I really don't understand how people given access to a pile of tools and data sources and unleash them on customers. It's horrible UX in my experience and at times worse than a phone tree.
My view is that you need to transition slowly and carefully to AI first customer support.
1. Know the scope of problems an AI can solve with high probability. Related prompt: "You can ONLY help with the following issues."
2. Escalate to a human immediately if its out of scope: "If you cannot help, escalate to a human immediately by CCing bob@smallbiz.co"
3. Have an "unlocked agent" that your customer service person can use to answer a question and evaluate how well the agent performs in helping. Use this to drive your development roadmap.
4. If the "unlocked agent" becomes good at solving a problem, add that to the in-scope solutions.
Finally, you should probably have some way to test existing conversations when you make changes. (It's on my TODO list)
I've implemented this for a few small businesses, and the process is so seamless that no one has suspected interaction with an AI. For one client, there's not even a visible escalation step: they get pinged on their phone and take over the chat!
myhf · 16h ago
The purpose of customer support is to convince the customer that it is not worth their time to pursue support. A worse experience achieves that goal faster.
Using GenAI is a huge breakthrough in this field, because it is a socially acceptable way to tell someone you don't care about their issue.
politelemon · 15h ago
You've articulated it better than I could. I think, reading through this author's post, they've misunderstood the objectives.

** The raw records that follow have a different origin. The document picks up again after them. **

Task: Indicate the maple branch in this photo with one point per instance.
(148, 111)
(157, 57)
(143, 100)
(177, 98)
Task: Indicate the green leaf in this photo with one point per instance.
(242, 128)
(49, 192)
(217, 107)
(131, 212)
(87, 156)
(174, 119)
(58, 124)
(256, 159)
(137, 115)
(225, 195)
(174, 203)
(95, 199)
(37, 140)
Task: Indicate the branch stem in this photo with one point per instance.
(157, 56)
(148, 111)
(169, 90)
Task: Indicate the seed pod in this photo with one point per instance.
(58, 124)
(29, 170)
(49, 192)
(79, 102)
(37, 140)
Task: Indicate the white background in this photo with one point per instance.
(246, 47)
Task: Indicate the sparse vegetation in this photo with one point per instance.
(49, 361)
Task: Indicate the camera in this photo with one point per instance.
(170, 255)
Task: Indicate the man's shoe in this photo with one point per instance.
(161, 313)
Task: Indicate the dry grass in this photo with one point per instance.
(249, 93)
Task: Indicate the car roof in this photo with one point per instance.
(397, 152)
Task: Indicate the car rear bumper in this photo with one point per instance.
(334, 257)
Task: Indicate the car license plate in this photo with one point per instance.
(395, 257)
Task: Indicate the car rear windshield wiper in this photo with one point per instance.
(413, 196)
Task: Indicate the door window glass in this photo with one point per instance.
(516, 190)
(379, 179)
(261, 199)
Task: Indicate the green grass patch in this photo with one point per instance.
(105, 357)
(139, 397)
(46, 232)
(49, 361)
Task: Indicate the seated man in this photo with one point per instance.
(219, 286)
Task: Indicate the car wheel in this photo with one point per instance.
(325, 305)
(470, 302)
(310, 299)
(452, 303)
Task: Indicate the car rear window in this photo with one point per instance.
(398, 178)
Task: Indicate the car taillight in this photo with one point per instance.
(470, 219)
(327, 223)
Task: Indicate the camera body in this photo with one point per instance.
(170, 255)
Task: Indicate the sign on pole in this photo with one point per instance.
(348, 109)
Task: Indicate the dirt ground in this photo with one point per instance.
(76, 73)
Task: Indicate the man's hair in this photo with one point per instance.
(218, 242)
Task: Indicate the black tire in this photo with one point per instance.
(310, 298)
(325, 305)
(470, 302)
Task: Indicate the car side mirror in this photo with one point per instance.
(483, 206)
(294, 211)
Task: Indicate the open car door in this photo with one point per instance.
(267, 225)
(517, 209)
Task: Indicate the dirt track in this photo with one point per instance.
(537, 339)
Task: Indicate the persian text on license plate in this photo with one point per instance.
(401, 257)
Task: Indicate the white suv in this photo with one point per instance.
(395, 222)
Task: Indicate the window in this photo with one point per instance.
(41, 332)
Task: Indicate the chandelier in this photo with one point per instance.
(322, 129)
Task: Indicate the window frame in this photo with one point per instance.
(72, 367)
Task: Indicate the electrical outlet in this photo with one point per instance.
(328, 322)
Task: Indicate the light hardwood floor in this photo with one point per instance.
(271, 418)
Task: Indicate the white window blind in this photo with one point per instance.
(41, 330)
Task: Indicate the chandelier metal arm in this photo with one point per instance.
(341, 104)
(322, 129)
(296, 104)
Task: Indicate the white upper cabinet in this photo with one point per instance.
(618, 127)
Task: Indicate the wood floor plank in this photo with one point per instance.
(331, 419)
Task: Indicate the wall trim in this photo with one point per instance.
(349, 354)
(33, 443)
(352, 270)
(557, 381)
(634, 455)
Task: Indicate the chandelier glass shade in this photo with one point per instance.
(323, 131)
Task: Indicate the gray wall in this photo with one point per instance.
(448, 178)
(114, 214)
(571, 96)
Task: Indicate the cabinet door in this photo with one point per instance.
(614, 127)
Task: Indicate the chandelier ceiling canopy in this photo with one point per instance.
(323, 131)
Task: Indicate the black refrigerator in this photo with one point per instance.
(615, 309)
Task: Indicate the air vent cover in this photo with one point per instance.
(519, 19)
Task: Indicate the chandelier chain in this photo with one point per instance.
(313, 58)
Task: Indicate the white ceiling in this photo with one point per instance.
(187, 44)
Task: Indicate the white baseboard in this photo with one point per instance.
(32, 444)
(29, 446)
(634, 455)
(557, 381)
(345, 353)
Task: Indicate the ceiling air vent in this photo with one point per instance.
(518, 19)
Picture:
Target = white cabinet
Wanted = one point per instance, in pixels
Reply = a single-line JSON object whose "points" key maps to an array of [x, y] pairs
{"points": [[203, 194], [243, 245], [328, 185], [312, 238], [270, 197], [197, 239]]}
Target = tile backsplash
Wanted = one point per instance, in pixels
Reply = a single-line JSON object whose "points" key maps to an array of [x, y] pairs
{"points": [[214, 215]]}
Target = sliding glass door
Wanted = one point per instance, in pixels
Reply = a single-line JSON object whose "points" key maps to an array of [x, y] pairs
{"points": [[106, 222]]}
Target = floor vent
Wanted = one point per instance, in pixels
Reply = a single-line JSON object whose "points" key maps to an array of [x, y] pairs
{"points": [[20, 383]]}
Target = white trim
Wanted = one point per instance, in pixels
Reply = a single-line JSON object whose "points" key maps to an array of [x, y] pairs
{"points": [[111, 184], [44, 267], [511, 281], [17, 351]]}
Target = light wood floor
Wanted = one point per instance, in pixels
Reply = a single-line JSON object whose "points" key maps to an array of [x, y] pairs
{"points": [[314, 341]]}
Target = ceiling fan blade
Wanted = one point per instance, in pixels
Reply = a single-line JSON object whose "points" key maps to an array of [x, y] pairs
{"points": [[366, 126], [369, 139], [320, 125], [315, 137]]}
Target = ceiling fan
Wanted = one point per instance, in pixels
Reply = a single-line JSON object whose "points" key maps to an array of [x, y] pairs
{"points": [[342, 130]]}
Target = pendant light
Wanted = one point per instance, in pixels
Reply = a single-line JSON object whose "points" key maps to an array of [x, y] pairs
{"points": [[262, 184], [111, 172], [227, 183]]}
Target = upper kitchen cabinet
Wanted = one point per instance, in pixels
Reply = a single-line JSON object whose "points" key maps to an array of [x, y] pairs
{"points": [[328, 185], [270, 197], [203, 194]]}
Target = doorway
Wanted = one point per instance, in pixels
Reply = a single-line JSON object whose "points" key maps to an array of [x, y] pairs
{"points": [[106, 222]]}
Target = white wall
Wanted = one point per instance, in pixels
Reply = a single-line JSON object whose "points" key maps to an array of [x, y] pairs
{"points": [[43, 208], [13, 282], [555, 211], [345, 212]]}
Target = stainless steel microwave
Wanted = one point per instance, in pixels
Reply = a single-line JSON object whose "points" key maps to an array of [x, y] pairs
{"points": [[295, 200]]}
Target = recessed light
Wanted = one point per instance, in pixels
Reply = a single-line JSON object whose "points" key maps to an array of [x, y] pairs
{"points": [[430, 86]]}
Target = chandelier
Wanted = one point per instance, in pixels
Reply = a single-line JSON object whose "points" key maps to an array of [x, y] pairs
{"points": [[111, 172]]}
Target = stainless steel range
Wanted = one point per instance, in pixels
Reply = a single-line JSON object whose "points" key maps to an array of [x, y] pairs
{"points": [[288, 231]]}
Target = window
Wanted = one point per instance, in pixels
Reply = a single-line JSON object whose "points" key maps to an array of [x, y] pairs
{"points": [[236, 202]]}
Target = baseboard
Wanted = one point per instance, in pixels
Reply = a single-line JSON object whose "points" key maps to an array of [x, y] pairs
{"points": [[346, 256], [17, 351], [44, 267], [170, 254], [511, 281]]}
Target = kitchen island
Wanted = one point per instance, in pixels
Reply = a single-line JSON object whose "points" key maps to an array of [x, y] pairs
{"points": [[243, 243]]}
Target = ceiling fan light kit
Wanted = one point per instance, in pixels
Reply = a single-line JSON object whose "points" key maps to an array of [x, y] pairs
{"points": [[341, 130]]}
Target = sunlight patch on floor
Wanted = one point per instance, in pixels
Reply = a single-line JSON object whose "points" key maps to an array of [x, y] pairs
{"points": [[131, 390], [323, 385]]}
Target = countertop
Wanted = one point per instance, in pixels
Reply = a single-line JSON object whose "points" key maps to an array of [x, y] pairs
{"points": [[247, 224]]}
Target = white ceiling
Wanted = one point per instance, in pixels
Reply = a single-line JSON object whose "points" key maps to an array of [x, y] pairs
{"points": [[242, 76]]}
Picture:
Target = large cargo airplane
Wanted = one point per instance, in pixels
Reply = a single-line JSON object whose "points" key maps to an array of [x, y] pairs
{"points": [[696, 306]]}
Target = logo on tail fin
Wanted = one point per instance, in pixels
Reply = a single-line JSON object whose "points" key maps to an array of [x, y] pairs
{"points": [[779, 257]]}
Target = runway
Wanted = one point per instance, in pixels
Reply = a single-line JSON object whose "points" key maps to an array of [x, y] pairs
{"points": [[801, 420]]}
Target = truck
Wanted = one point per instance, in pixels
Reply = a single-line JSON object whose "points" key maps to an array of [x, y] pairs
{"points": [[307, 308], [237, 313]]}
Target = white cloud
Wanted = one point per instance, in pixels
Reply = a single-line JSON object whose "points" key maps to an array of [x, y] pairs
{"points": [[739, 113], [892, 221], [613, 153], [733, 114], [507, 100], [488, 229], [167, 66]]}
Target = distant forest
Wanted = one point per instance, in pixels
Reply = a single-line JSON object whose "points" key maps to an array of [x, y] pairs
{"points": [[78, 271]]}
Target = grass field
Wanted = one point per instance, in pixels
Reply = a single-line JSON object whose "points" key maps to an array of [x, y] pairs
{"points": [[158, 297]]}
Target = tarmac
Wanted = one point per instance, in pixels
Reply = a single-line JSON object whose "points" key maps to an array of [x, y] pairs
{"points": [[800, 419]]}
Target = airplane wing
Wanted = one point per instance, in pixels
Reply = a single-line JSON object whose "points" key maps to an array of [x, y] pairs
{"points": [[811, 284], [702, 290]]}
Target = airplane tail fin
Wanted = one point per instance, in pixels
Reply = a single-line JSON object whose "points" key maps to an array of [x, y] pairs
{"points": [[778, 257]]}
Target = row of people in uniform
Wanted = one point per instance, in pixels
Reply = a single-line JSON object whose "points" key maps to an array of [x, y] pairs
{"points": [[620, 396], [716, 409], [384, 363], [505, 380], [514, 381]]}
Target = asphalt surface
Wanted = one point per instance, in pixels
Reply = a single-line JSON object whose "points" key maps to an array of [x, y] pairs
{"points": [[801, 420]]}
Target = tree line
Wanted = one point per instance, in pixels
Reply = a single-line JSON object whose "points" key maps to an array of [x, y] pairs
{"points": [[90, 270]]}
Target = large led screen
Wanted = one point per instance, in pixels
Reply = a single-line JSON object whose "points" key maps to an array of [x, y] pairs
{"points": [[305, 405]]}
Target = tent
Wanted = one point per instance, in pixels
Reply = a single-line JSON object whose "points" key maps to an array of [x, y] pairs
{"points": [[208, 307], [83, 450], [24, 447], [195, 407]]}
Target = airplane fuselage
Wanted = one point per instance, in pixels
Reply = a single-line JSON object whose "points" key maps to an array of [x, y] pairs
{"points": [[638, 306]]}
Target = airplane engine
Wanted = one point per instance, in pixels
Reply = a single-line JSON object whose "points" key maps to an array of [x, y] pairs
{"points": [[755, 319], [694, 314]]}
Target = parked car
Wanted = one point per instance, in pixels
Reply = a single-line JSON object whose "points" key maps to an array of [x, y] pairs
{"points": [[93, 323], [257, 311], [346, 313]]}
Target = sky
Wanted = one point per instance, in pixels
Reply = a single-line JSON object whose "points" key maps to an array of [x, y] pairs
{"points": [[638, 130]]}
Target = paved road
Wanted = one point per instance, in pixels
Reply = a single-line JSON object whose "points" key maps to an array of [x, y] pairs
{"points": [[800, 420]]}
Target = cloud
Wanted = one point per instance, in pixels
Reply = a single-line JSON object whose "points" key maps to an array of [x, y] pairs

The purpose has been achieved, in that there is a large drop rate. The product manager has met their goals, cut costs, and might be looking forward to their bonus.
It would be far more expensive to make the LLM behave effectively than it would be to do nothing. Any product manager that sincerely cared about customer support wouldn't be inflicting a personalised callous disregard for service. Instead they'd be focusing on improving documentation, help, and processes. But that's not innately quantifiable in a way that leads to bonuses, and therefore goes unnoticed.
risyachka · 22h ago
>> really don't understand how people given access to a pile of tools and data sources and unleash them on customers
It’s pretty simple. When a non-tech person sees faked demos of what it can do - it looks epic and everyone extrapolates results and thinks AI is that good.
small_scombrus · 16h ago
Doubly so if the person deciding what gets implemented doesn't really get what their staff actually do.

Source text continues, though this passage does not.